Desde poco antes del 2013, sin embargo, luego de sufrir sangrientos contrastes, el Gobierno de Ollanta Humala logró organizar eficientes grupos combinados de las fuerzas de seguridad, abocados a neutralizar los llamados “blancos de alto valor”, que abatieron a los más capaces mandos militares senderistas y forzaron el repliegue hacia su reducto histórico en las montañas boscosas y nubladas de Vizcatán. Otra columna senderista, que amenazaba el vital gasoducto que va desde la provincia de La Convención hasta Lima, fue desmantelada y dos de sus principales mandos: Yuri y Renán, fueron capturados hace pocos días. Su expresión al llegar presos a Lima, la de jóvenes que crecieron durante la guerra interna y no conocieron otra realidad que esa, parecía expresar el discreto alivio de quienes adivinaron ya que los días duros de la selva no eran la jornada azarosa hacia el futuro, sino el desahucio inminente del pasado.

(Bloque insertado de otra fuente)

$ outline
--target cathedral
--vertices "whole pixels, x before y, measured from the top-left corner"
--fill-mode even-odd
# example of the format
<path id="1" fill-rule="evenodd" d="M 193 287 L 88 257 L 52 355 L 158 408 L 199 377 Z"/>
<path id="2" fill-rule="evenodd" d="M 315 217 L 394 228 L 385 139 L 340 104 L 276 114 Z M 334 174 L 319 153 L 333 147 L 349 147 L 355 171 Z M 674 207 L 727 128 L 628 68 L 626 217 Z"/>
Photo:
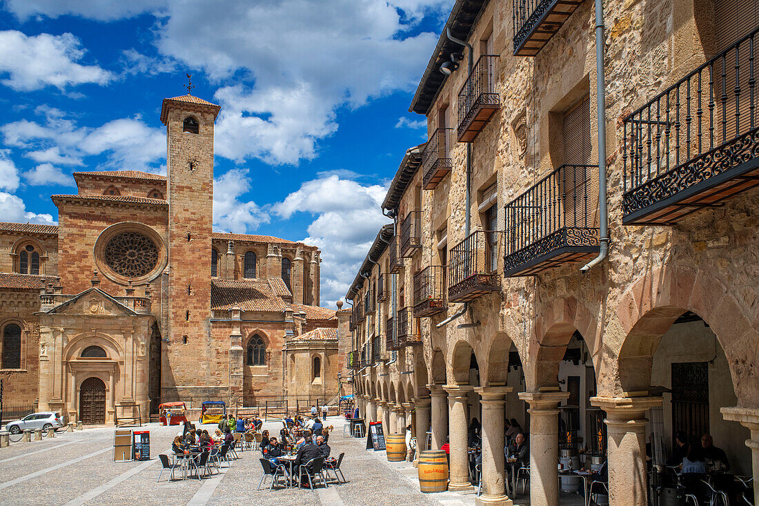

Pero la cosecha luctuosa de la guerra interna continúa. El miércoles 19, en Ayacucho, el Ministerio Público anunció haber encontrado cinco fosas clandestinas con los restos de unas 60 personas capturadas y asesinadas por las fuerzas de seguridad en 1985 en el poblado de Oronccoy, en el punto en el que el Ande se hace selva y desciende al VRAE. Treinta años después, los huesos de las víctimas contarán las historias sumarias que la antropología forense pueda registrar. Dirán que, en el poco poblado Oronccoy, familias enteras fueron asesinadas, una parte por Sendero y la otra por las fuerzas de seguridad. Hubo muchos Oronccoy en el VRAE, el Ande y la selva del Perú, donde insurgentes y contrainsurgentes mataron al pueblo que unos decían representar y los otros defender. Ahora ese pueblo habla desde las tumbas y, como antes, son pocos los que se detienen a escuchar.